Am try to understand the guts of django, and i cant get any good tutorial on this.
I know django views receive a HttpRequest instance as one of the arguments when they are called, what i would like to know is what function in django internals receive the request from the browser, creates the HttpRequest instance and hands it over to the right view?
Hope am clear!
Gath.
Django uses request and response objects to pass state through the system. When a page is requested, Django creates an HttpRequest object that contains metadata about the request. Then Django loads the appropriate view, passing the HttpRequest as the first argument to the view function.
So, to request a response from the server, there are mainly two methods: GET : to request data from the server. POST : to submit data to be processed to the server.
self. request = request is set in view function that as_view() returns. I looked into the history, but only found setting self. request and then immediately passing request into the view function.

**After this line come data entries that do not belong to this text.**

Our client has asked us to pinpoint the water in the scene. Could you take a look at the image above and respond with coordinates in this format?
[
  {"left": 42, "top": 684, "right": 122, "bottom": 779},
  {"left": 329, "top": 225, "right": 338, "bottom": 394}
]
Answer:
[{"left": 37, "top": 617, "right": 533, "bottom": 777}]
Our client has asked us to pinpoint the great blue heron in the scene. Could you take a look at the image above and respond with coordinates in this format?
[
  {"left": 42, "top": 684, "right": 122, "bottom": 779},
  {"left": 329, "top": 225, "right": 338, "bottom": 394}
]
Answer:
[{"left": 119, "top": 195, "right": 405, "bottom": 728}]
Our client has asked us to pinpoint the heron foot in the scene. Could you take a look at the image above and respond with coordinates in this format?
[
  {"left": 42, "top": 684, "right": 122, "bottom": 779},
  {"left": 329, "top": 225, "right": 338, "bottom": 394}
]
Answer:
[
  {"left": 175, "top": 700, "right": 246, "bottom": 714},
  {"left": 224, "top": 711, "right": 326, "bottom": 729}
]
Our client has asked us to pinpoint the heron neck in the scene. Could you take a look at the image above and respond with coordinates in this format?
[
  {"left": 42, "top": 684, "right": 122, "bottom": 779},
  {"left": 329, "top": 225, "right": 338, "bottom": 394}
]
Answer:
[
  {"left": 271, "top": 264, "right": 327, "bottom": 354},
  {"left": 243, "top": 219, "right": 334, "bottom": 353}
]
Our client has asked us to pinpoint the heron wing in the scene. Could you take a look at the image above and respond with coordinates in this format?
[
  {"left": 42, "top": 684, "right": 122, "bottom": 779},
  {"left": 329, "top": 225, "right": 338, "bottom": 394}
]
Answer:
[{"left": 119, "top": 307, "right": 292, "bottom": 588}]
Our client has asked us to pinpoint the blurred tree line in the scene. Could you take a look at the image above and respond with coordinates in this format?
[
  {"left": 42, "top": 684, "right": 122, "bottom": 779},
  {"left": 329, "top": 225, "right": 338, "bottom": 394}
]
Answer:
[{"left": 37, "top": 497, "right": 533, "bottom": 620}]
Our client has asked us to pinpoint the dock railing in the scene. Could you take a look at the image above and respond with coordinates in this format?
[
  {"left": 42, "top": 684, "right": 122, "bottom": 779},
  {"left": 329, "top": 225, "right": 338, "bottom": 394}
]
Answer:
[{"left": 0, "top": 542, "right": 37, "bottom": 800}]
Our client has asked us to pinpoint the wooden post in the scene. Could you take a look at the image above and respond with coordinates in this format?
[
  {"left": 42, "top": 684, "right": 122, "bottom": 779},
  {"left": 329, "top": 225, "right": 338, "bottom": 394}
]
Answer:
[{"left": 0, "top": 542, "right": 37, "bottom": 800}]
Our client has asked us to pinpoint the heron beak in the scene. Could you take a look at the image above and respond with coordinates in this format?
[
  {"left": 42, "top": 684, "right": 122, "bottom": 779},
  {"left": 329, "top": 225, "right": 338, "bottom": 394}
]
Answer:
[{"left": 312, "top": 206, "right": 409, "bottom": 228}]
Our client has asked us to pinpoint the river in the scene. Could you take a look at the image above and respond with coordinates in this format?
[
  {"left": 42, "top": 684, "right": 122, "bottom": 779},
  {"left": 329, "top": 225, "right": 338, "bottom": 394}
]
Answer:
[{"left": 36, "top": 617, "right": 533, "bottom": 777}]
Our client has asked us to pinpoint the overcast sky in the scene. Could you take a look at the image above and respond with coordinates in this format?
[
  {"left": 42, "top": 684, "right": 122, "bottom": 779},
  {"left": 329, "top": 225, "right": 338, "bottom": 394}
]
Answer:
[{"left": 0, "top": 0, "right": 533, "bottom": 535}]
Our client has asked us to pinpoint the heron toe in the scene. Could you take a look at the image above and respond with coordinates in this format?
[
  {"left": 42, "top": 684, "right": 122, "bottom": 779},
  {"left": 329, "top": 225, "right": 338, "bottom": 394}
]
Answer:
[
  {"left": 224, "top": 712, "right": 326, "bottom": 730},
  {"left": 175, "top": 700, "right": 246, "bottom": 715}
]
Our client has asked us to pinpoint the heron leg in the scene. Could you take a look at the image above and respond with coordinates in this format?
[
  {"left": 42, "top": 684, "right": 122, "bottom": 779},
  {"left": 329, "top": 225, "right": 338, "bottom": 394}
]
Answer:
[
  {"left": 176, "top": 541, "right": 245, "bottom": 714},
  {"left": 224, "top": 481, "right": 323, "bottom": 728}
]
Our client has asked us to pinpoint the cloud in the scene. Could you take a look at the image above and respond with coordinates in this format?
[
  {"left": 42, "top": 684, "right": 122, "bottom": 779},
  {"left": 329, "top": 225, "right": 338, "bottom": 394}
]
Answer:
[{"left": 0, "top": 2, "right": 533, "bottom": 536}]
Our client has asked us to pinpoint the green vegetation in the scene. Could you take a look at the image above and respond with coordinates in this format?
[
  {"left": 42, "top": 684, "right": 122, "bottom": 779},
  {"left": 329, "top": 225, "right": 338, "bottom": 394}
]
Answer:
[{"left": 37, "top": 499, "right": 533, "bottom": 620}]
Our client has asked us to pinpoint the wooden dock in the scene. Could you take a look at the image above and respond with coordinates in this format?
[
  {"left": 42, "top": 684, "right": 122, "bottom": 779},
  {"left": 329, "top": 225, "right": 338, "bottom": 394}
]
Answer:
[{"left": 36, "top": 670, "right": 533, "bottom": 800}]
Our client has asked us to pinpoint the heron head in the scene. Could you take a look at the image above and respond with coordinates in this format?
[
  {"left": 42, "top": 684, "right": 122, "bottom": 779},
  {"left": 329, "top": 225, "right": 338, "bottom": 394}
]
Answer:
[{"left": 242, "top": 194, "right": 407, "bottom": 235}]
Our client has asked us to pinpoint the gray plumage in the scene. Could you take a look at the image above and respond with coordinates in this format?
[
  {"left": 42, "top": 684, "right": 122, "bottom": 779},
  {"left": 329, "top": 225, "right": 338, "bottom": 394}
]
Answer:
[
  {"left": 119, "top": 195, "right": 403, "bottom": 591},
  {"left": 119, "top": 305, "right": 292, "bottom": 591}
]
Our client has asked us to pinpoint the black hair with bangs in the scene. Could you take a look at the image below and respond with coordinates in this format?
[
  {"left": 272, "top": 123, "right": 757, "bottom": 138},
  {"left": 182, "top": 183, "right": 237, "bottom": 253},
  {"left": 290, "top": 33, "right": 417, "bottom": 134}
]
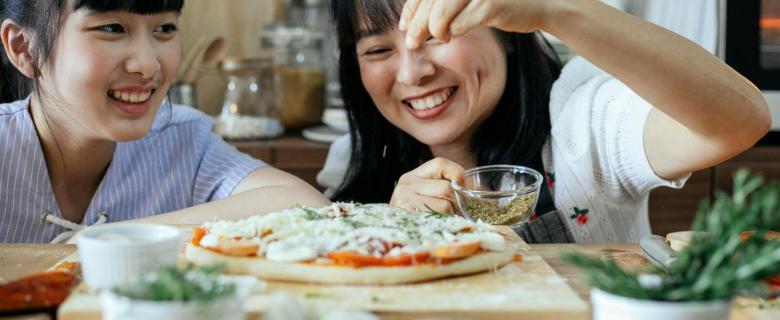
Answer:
[
  {"left": 331, "top": 0, "right": 561, "bottom": 213},
  {"left": 0, "top": 0, "right": 184, "bottom": 103}
]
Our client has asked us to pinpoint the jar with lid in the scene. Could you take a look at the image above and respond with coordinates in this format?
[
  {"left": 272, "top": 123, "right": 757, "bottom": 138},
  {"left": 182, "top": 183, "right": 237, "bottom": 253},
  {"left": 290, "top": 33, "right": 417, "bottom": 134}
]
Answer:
[
  {"left": 263, "top": 25, "right": 325, "bottom": 129},
  {"left": 214, "top": 57, "right": 284, "bottom": 139}
]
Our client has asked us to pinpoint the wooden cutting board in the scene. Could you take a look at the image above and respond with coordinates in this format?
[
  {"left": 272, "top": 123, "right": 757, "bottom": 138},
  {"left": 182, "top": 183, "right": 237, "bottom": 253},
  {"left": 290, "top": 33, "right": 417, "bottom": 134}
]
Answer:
[{"left": 58, "top": 228, "right": 590, "bottom": 320}]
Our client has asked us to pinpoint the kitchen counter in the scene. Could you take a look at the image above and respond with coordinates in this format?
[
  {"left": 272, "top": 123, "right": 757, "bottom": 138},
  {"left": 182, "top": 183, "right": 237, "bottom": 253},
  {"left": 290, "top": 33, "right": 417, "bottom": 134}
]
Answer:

>>> from django.http import HttpRequest
>>> HttpRequest()
<HttpRequest
GET:{},
POST:{},
COOKIES:{},
META:{}>
If you need this for testing and emulating requests, that's fine, but if you try to use this to call views from one another, it's inefficient.
django.core.handlers.base.BaseHandler
is responsible for sending the request through the middleware and then on to the view. The concrete handlers in django.core.handlers
are what actually generate the request object in the first place.